Divorce Process

Long-Term Marriage

3 min read

Definition

A marriage lasting 10 or more years, which affects alimony and Social Security eligibility.

In This Article

What Is Long-Term Marriage

A long-term marriage is one that lasts 10 or more years. This threshold matters significantly in divorce because it determines whether you're eligible for certain forms of spousal support and affects how Social Security benefits are divided or claimed based on your ex-spouse's earnings record.

The 10-year mark is specifically important under federal Social Security law. If you were married for at least 10 years and are at least 62 years old, you can claim retirement or disability benefits based on your ex-spouse's Social Security record without affecting their benefits. This applies even if your ex has already remarried.

State-Specific Rules

While the 10-year threshold is federal for Social Security purposes, state divorce laws treat long-term marriages differently for spousal support and property division:

  • California defines marriages of 10 years or longer as triggering potential permanent alimony (technically called "indefinite spousal support"), though the judge retains discretion to modify or terminate it.
  • Florida, Texas, and several other states don't use a specific "long-term marriage" label but do consider marriage duration (often 10+ years) as a factor when deciding alimony duration and amount.
  • New York law ties longer marriages to higher alimony awards. The durational limits for alimony increase significantly for marriages lasting 15, 20, or 25+ years.
  • Community property states like Arizona and Washington may divide assets more evenly in longer marriages, though this typically applies to all marriages, not just those 10+ years.
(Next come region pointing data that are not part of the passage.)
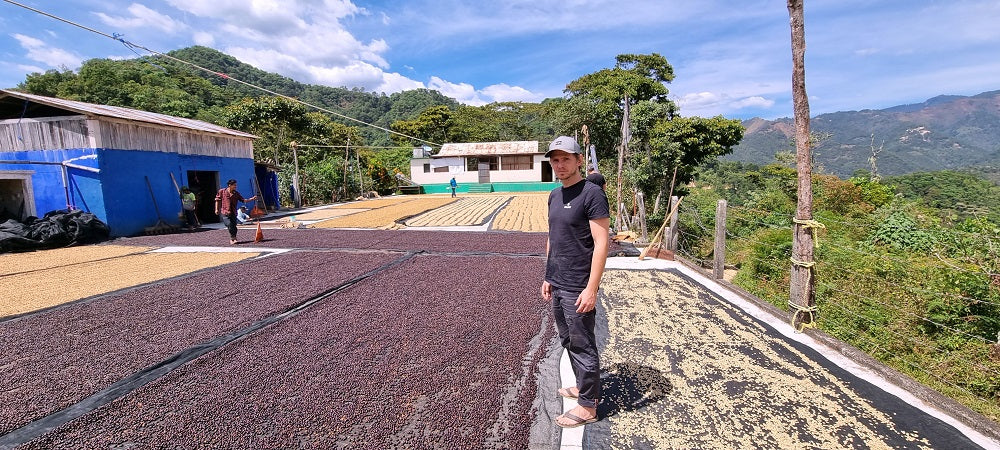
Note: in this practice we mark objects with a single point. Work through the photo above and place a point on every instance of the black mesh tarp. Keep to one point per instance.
(60, 228)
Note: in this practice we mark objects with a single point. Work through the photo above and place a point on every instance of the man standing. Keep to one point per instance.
(225, 204)
(189, 203)
(577, 249)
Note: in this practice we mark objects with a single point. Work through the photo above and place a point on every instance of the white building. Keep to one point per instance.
(482, 162)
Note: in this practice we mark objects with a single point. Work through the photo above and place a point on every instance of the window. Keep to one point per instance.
(472, 163)
(517, 162)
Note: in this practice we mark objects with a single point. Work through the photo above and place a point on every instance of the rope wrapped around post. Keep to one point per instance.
(801, 310)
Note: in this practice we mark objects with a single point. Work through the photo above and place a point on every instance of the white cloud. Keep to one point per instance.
(142, 17)
(39, 51)
(699, 100)
(29, 69)
(752, 102)
(394, 82)
(203, 38)
(301, 39)
(504, 93)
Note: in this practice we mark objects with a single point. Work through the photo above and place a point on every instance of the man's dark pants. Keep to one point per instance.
(230, 220)
(576, 331)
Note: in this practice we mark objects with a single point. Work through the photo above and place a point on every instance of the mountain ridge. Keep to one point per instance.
(943, 132)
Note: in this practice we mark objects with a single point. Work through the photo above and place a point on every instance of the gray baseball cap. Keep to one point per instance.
(564, 143)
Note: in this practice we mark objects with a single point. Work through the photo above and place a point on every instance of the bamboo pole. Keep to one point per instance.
(719, 263)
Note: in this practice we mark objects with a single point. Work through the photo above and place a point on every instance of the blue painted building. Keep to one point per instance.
(58, 154)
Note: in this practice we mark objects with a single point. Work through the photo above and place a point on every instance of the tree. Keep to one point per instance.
(597, 99)
(431, 124)
(682, 143)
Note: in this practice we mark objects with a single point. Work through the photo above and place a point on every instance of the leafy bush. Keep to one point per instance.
(901, 233)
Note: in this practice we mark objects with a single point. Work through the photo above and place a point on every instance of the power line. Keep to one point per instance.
(132, 45)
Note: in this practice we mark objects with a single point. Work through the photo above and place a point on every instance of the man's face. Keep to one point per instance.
(565, 164)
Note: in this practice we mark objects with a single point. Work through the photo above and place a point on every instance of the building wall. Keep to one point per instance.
(49, 189)
(418, 175)
(129, 204)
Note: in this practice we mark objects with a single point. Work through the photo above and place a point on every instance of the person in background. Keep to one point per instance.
(577, 250)
(225, 205)
(241, 216)
(189, 203)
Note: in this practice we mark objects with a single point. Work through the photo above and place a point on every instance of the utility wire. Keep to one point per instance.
(219, 74)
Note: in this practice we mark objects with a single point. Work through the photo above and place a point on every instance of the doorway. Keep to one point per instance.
(546, 172)
(17, 199)
(484, 172)
(204, 184)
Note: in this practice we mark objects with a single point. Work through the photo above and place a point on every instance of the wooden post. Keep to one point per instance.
(642, 215)
(720, 240)
(801, 297)
(295, 181)
(672, 237)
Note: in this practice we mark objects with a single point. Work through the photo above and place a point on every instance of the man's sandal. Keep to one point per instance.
(577, 421)
(566, 393)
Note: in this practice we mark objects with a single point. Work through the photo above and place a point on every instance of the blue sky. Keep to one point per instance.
(730, 57)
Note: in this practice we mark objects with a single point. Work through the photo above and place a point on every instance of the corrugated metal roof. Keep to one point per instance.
(119, 112)
(489, 149)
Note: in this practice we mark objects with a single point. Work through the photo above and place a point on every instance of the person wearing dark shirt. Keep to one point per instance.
(577, 249)
(225, 205)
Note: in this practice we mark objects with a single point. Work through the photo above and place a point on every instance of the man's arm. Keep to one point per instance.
(546, 287)
(588, 298)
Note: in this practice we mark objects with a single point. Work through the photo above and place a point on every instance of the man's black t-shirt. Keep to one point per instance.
(571, 246)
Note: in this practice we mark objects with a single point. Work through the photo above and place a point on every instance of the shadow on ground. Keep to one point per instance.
(629, 386)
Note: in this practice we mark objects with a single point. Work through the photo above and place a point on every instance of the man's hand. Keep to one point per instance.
(586, 301)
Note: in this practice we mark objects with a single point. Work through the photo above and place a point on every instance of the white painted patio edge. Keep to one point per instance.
(572, 438)
(230, 249)
(632, 263)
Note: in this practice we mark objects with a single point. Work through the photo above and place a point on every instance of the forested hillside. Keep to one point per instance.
(908, 264)
(907, 268)
(945, 132)
(339, 156)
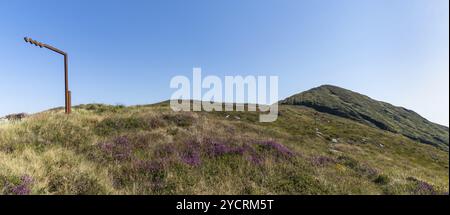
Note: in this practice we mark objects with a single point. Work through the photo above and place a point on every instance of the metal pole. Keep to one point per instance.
(66, 83)
(68, 102)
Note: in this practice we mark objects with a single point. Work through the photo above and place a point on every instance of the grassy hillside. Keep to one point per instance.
(151, 150)
(345, 103)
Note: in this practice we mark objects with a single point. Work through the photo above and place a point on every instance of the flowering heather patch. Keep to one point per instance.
(424, 188)
(24, 187)
(322, 161)
(119, 149)
(216, 148)
(191, 154)
(277, 147)
(154, 166)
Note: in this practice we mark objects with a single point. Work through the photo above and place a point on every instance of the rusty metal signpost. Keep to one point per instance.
(68, 95)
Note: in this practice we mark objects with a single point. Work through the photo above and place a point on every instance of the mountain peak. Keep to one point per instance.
(348, 104)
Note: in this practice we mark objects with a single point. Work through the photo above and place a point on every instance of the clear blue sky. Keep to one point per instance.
(127, 51)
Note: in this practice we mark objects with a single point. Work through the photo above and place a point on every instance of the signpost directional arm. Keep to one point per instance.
(68, 102)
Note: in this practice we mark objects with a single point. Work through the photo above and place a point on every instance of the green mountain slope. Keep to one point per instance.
(101, 149)
(348, 104)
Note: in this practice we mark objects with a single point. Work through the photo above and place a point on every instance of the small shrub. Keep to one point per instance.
(22, 186)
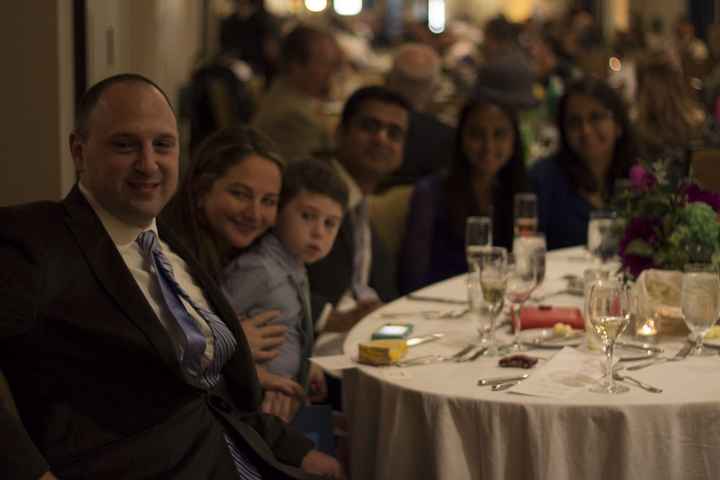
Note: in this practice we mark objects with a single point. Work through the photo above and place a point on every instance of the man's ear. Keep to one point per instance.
(77, 147)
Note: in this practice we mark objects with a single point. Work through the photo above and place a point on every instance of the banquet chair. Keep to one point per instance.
(388, 213)
(705, 168)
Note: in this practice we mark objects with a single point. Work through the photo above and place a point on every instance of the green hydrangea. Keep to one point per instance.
(695, 236)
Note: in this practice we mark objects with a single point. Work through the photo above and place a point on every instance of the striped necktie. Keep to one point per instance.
(194, 341)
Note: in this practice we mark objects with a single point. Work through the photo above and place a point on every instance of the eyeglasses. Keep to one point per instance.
(395, 133)
(594, 119)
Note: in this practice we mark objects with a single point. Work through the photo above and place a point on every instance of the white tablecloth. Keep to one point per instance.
(434, 421)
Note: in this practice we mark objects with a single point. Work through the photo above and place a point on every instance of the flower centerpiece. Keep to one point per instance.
(668, 221)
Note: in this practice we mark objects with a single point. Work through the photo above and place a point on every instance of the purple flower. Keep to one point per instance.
(641, 179)
(697, 194)
(638, 229)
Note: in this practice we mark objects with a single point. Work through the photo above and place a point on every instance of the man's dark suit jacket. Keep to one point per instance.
(331, 276)
(94, 373)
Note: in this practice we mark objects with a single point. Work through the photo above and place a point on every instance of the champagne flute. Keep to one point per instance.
(479, 311)
(478, 235)
(533, 247)
(492, 271)
(609, 312)
(521, 281)
(525, 214)
(599, 231)
(700, 297)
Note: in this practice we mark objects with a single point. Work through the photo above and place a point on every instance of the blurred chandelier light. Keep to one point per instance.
(316, 5)
(347, 7)
(436, 16)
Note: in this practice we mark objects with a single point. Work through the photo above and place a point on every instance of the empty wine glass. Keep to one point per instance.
(479, 311)
(700, 297)
(600, 236)
(478, 235)
(608, 308)
(491, 267)
(521, 281)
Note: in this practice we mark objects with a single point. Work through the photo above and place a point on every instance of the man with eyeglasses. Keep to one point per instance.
(358, 274)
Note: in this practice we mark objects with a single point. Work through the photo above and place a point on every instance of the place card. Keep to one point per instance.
(570, 371)
(334, 362)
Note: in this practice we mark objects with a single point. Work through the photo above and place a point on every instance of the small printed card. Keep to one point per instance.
(334, 362)
(564, 375)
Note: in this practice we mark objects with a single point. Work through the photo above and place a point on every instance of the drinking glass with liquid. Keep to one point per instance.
(478, 235)
(525, 214)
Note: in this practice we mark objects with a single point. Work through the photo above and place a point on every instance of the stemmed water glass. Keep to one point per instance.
(491, 269)
(521, 281)
(533, 247)
(700, 297)
(600, 236)
(608, 308)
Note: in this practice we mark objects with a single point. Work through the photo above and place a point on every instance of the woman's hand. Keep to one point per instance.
(318, 388)
(264, 339)
(272, 382)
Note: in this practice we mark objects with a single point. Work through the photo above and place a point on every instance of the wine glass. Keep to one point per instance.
(532, 247)
(599, 235)
(478, 235)
(608, 307)
(700, 297)
(521, 281)
(491, 268)
(525, 214)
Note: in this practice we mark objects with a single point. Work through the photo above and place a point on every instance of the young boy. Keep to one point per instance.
(271, 274)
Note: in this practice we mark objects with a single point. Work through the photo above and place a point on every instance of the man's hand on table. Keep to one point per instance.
(344, 321)
(264, 339)
(318, 463)
(318, 387)
(281, 405)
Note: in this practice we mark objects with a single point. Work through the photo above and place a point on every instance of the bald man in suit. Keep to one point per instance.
(91, 349)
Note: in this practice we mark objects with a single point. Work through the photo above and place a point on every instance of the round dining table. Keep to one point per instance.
(435, 422)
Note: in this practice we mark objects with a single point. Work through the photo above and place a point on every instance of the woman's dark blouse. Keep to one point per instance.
(432, 249)
(563, 213)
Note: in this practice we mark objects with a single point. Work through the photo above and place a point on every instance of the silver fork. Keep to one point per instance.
(645, 386)
(684, 351)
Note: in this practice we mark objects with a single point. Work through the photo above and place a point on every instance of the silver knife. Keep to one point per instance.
(424, 298)
(414, 341)
(682, 353)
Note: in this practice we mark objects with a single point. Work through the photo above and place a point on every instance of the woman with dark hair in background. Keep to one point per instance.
(597, 148)
(486, 171)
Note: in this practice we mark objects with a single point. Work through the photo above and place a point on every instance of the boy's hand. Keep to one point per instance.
(282, 405)
(264, 339)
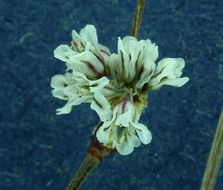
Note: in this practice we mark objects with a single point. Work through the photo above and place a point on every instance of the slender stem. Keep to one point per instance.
(215, 158)
(84, 170)
(96, 152)
(138, 17)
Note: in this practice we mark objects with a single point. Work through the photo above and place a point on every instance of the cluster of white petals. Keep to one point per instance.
(115, 84)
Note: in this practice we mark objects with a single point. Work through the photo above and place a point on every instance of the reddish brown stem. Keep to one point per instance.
(96, 152)
(137, 18)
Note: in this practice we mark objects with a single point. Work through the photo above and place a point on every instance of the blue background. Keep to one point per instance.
(40, 150)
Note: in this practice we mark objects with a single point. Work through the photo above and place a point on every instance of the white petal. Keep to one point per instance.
(104, 132)
(148, 70)
(126, 114)
(144, 134)
(65, 109)
(98, 84)
(124, 148)
(101, 105)
(151, 49)
(58, 81)
(64, 52)
(89, 33)
(59, 94)
(115, 67)
(134, 140)
(168, 72)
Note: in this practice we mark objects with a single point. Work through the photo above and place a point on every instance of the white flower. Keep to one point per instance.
(85, 55)
(116, 85)
(120, 128)
(75, 88)
(86, 58)
(134, 66)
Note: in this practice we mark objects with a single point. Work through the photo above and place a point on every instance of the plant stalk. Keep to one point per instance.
(215, 158)
(137, 18)
(96, 153)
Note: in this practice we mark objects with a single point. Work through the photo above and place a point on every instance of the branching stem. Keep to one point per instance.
(138, 17)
Impact on Spousal Support and Property Division

Courts use marriage length as a key factor in determining both whether spousal support is awarded and for how long. In a 10-year marriage, judges are more likely to award longer-term support compared to a 3-year marriage. Some states tie specific percentages or formulas to marriage duration.

Property division is typically less affected by reaching the 10-year mark, since most states already divide marital property according to equitable distribution or community property rules regardless of marriage length. However, longer marriages often result in more commingled assets, which can complicate the division process.

How the 10 Years Is Calculated

The marriage duration clock runs from the date you were legally married until the date of divorce filing (not finalization). Time separated doesn't pause the clock. If you were married 9 years and 11 months when you file, you've still hit the threshold by the time your divorce is finalized a few months later in most courts.

Common Questions

  • Does a legal separation count toward the 10 years? Yes, for spousal support and Social Security purposes, the full time from marriage to divorce filing counts, even if you were separated during those years.
  • Can I claim benefits on my ex's Social Security if we're still married? No. The 10-year rule applies only after your divorce is final and you've been divorced for at least 2 years (unless your ex is already collecting). You must be unmarried.
  • Will I automatically get permanent alimony in a 10-year marriage? No. A 10-year marriage makes you eligible for consideration of permanent alimony, but the judge still evaluates need, ability to pay, contributions to the marriage, and other factors. It's not guaranteed.

Disclaimer: DivorceNavigator is a document preparation service, not a law firm. We do not provide legal advice. Not a substitute for legal counsel.